ATAQUES EN LA PRENSA: “DEMASIADAS LETRAS SECAN EL CORAZÓN”
Los ataques en la prensa no se hicieron esperar y ellas fueron tituladas como “mujeres sin virtud ni piedad” así como criticadas en amplios artículos:
“La mujer española tiene también su club. Nos parece bien que rompa la costumbre nociva y egoísta de su aislamiento, y desarrolle el espíritu de solidaridad y de apoyo muto, aportando al panorama social sus grandes virtudes: la moralidad, la clemencia, la delicadeza, la dulzura y la generosidad.. / Pero… el Lyceum debe ser el hogar posible de todas las mujeres españolas, y no una agrupación donde predomine la catedrática y marisabidilla, la doctora redicha y petulante… ¡No por Dios!, este tipo extranjero de señora de anteojos de concha, carpeta debajo del brazo, estirada y seca como un sarmiento que hace la exégesis de Kant o Hegel mientras su marido empuja el carrito del bebé o limpia los cacharros de la cocina, esa mujer de caricatura humorística recuerda con su antipática presencia el axioma de que demasiadas letras secan el corazón.”
No obstante, no cejaron y desde el Club se realizaron importantes obras sociales como La Casa del Niño, donde Rosario Lacy una de las primeras mujeres licenciadas en medicina era la responsable. Aun así, se criticó que las trabajadoras no fueran Hijas de la Caridad, sino mujeres profesionales a las que se les había enseñado puericultura.
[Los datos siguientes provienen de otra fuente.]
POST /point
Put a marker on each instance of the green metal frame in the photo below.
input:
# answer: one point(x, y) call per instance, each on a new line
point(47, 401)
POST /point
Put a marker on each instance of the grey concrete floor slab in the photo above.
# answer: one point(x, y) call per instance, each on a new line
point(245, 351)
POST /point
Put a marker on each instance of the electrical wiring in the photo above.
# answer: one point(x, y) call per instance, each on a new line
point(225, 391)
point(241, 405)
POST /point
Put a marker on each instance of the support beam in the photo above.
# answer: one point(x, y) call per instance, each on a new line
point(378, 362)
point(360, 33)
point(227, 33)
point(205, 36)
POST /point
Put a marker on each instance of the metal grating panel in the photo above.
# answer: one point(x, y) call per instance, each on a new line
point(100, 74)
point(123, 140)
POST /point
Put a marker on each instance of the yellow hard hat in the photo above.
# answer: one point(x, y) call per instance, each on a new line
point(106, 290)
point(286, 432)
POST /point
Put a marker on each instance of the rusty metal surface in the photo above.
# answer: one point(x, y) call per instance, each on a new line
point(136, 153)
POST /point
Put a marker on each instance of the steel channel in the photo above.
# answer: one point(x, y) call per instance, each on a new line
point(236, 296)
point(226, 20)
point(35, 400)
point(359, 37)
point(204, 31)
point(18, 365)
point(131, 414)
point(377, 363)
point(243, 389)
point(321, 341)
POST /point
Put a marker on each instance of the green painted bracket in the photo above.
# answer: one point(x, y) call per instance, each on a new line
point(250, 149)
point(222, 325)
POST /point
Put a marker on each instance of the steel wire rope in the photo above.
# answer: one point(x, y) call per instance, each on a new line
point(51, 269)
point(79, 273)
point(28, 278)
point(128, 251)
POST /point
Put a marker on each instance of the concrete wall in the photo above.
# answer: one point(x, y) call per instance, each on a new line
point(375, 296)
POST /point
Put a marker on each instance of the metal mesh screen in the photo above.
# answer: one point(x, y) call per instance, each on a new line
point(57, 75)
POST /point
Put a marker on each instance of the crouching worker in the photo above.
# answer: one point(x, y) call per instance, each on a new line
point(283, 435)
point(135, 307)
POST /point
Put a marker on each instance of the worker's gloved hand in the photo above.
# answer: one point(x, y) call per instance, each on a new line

De nuevo Zenobia nos lo relata: “Una guardería modelo, alegre, clara, limpia para niños de 2 a 5 años a cuyo frente estaba la señora del doctor Bastos y que, aparte de las señoras del Lyceum sería atendida por enfermeras diplomadas. ¡Tener enfermeras en vez de encargar los niños a una orden religiosa! Ya fue la bomba final. Nos atacaron en la prensa y desde el púlpito”.
Efectivamente las principales acometidas vinieron de la prensa eclesiástica como Iris de la Paz, órgano oficial de la Archicofradía del Inmaculado Corazón de Maria y del Comité Ejecutivo de la Obra de la Buena Prensa, que bajo el seudónimo de Loruen escribía: “mujeres sin virtud ni piedad”, y “con las piernas al aire”, “en él la mujer pierde el sentimiento de la propia dignidad…”, “verdadera calamidad para el hogar y enemigo natural de la familia y en primer lugar del marido”. Como consecuencia de ello numerosas socias renunciaron al Club pues así mandaba la disyuntiva del confesor: o se daban de baja o devolvían la medalla congregacionista de Hijas de María.